Forum Discussion

Han_Zhang's avatar
Han_Zhang
Icon for Nimbostratus rankNimbostratus
Aug 09, 2016

Cannot overwrite existing certificate/key using iControl certificate/key import_from_pem calls

I have been testing importing SSL certificate or key from PEM using iControl calls https://devcentral.f5.com/wiki/iControl.Management__KeyCertificate__certificate_import_from_pem.ashx (and key_import_from_pem). The two calls accept a boolean overwrite parameter which supposedly should allow overwriting of existing certificate/key. But this doesn't seem to work, my test Perl script (the actual API call part) looks like this:

    $soapResponse = $KeyCert->certificate_import_from_pem
        (
            SOAP::Data->name(mode => MANAGEMENT_MODE_DEFAULT),
            SOAP::Data->name(cert_ids => [$sCert]),
            SOAP::Data->name(pem_data => [$CertPEM]),
            SOAP::Data->name(overwrite => 1)
        );

I've also tried "true" instead of 1 for the overwrite parameter, neither works, I'm getting errors like this:

01020066:3: The requested Certificate File (/Common/test-cert.crt) already exists in partition Common.

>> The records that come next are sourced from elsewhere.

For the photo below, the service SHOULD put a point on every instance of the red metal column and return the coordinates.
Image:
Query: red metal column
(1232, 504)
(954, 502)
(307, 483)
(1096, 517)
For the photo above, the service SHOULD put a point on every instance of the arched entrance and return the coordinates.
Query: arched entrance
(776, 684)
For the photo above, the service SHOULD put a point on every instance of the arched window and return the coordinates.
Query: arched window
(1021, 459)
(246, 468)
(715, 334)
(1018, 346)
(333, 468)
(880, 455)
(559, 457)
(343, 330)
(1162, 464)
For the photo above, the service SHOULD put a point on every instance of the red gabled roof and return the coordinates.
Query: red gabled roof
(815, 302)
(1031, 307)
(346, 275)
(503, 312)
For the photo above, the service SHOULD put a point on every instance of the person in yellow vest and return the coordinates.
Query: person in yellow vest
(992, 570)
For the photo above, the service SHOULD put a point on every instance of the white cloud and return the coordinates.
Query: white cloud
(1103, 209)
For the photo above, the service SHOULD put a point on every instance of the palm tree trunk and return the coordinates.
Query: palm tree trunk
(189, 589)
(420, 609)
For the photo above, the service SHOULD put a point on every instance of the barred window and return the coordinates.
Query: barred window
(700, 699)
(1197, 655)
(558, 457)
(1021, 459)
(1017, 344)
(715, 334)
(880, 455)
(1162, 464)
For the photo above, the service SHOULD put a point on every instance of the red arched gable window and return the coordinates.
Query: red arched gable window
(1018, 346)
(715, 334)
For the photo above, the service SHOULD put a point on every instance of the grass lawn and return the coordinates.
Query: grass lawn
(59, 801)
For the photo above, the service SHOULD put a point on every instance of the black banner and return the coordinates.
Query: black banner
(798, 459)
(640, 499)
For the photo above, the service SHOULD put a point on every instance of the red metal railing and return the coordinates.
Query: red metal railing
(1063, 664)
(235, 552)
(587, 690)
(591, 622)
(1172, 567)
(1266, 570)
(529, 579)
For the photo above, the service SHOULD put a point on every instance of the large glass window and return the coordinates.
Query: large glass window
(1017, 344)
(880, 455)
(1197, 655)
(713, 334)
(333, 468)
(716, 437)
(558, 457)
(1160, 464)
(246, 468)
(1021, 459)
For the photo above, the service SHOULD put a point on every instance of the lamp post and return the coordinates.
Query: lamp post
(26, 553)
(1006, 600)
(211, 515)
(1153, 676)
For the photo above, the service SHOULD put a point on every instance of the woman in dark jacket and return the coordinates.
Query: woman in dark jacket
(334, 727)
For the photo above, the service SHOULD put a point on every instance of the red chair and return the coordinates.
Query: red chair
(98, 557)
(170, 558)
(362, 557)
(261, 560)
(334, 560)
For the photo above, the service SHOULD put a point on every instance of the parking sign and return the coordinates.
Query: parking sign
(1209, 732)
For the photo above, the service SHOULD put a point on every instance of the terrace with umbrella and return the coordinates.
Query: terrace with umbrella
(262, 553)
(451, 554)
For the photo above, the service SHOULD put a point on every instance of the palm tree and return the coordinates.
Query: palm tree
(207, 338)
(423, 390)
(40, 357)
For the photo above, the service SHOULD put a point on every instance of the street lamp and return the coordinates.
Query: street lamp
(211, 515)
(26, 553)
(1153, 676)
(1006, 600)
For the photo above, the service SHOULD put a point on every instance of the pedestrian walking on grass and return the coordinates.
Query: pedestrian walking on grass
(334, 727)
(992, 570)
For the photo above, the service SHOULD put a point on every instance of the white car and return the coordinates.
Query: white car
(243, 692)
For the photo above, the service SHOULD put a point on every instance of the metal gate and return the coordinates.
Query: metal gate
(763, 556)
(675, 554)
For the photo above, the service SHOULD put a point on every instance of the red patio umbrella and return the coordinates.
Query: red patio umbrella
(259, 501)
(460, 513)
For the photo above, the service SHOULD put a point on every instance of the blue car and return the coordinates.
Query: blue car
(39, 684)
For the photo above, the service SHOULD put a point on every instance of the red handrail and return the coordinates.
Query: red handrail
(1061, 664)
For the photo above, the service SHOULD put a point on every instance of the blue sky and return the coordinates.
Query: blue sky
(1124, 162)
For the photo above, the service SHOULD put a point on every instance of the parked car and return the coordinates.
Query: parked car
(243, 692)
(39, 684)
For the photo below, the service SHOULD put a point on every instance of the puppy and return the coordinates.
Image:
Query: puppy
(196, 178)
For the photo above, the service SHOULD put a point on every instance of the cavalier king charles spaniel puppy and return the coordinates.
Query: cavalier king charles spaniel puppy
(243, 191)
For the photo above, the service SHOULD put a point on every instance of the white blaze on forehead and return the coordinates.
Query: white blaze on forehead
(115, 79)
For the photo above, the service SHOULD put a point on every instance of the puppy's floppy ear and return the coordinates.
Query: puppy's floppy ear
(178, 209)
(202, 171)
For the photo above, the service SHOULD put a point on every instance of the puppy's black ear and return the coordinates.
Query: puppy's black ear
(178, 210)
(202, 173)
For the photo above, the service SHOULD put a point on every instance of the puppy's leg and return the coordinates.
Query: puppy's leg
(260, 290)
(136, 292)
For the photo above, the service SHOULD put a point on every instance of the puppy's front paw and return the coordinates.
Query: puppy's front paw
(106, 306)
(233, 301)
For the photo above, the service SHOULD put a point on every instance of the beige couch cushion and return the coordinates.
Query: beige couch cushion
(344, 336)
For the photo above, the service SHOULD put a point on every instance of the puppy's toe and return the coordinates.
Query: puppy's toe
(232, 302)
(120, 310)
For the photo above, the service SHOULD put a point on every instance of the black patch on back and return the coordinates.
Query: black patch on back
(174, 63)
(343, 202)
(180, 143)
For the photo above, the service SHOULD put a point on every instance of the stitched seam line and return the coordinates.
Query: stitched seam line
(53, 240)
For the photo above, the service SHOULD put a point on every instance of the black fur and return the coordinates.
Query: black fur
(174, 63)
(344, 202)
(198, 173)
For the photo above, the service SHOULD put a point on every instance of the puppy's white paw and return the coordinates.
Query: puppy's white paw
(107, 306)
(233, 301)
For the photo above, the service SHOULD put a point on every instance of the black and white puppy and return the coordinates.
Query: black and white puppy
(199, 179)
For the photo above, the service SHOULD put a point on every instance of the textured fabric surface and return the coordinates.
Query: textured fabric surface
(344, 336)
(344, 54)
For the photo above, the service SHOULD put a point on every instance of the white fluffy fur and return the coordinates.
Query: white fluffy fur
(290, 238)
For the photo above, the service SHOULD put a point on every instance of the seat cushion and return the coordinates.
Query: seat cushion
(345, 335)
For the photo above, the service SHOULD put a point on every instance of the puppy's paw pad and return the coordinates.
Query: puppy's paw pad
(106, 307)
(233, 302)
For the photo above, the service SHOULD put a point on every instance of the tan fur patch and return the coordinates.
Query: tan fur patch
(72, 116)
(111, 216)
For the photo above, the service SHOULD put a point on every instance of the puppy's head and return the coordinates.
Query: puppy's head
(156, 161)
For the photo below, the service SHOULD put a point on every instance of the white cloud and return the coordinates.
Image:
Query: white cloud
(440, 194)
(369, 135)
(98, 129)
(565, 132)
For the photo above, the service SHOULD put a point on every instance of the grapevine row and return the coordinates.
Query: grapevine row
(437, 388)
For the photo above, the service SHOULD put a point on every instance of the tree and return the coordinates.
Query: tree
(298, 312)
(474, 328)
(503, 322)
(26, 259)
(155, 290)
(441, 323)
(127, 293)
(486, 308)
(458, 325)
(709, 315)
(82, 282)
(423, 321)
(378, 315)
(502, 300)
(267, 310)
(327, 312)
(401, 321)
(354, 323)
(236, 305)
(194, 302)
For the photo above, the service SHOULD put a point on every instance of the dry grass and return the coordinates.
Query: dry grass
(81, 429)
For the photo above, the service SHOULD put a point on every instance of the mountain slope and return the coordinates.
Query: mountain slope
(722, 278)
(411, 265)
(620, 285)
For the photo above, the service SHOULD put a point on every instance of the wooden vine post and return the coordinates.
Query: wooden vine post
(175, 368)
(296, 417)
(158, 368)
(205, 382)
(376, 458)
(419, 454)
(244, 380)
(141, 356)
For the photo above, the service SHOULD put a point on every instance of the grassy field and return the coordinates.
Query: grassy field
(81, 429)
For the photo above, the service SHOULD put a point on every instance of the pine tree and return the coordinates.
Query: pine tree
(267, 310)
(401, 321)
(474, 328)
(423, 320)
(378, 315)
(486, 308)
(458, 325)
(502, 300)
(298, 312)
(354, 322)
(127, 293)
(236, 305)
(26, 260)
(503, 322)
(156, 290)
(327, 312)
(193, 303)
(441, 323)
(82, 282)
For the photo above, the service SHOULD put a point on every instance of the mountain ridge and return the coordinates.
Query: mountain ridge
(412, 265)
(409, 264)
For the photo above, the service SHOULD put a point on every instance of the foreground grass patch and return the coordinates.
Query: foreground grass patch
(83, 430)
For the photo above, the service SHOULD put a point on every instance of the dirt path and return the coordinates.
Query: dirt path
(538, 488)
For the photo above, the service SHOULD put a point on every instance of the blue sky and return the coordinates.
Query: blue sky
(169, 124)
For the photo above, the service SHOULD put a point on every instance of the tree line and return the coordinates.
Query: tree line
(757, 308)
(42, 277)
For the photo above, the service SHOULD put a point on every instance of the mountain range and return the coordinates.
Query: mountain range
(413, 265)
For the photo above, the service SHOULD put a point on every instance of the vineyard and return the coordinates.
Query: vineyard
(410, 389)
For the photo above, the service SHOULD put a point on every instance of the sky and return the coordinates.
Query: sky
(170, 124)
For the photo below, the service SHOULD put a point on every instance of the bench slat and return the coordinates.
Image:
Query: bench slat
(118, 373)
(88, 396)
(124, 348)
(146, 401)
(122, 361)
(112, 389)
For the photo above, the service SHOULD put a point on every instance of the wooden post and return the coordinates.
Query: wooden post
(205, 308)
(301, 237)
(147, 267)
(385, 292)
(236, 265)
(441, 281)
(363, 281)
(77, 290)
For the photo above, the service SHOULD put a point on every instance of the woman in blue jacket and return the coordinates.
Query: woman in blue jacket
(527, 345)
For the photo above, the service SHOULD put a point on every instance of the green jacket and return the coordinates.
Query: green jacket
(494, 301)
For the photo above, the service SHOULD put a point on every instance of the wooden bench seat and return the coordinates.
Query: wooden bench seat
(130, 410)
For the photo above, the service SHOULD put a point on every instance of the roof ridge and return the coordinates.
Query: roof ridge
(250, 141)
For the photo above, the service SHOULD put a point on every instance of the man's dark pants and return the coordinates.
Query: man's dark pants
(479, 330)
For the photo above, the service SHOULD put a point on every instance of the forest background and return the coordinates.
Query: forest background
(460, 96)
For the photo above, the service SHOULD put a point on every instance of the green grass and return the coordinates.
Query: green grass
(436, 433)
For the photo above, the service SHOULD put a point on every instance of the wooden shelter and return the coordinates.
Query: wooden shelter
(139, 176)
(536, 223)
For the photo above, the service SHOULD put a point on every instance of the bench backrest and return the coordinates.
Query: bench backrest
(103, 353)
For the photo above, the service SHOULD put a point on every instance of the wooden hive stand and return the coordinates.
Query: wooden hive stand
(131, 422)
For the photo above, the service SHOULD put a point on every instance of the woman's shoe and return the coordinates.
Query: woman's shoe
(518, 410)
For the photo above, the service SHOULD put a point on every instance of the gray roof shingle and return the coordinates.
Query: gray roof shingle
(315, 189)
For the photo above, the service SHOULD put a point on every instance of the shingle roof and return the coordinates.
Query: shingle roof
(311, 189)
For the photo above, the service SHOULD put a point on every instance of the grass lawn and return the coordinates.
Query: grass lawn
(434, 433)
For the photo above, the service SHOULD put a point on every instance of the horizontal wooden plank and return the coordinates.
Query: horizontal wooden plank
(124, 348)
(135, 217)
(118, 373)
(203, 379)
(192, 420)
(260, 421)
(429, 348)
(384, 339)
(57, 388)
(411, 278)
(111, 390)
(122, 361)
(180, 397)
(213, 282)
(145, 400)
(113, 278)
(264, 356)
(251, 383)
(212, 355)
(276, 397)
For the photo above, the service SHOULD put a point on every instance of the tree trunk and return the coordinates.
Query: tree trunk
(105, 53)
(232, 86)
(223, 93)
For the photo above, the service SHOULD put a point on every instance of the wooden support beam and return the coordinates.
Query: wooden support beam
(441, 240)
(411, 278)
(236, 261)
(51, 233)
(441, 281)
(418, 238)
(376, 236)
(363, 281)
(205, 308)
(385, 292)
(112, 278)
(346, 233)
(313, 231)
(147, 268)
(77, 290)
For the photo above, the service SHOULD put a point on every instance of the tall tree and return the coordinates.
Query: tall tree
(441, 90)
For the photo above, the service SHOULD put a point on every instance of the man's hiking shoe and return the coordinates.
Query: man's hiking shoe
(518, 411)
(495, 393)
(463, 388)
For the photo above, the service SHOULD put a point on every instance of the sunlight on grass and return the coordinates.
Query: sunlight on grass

My target is an F5 VM running BigIP v12.1.0, the script works fine when the cert/key didn't already exist on the F5.

  • I can't say what the problem is here, I have done the same using the python bigsuds module without a problem(and in that case, I use True as the parameter, which I don't believe has an equivalent in perl)

     

    However, I want to make you aware that if you are trying to replace both the cert and the key, you are going to run into a problem where when you upload the cert, it errors out because it does not match the current key, and vice versa if you try the key first. This is really only useful if you have renewed a cert using the same private key. I'm not aware of a method for replacing both at the same time, I always end up creating a new one.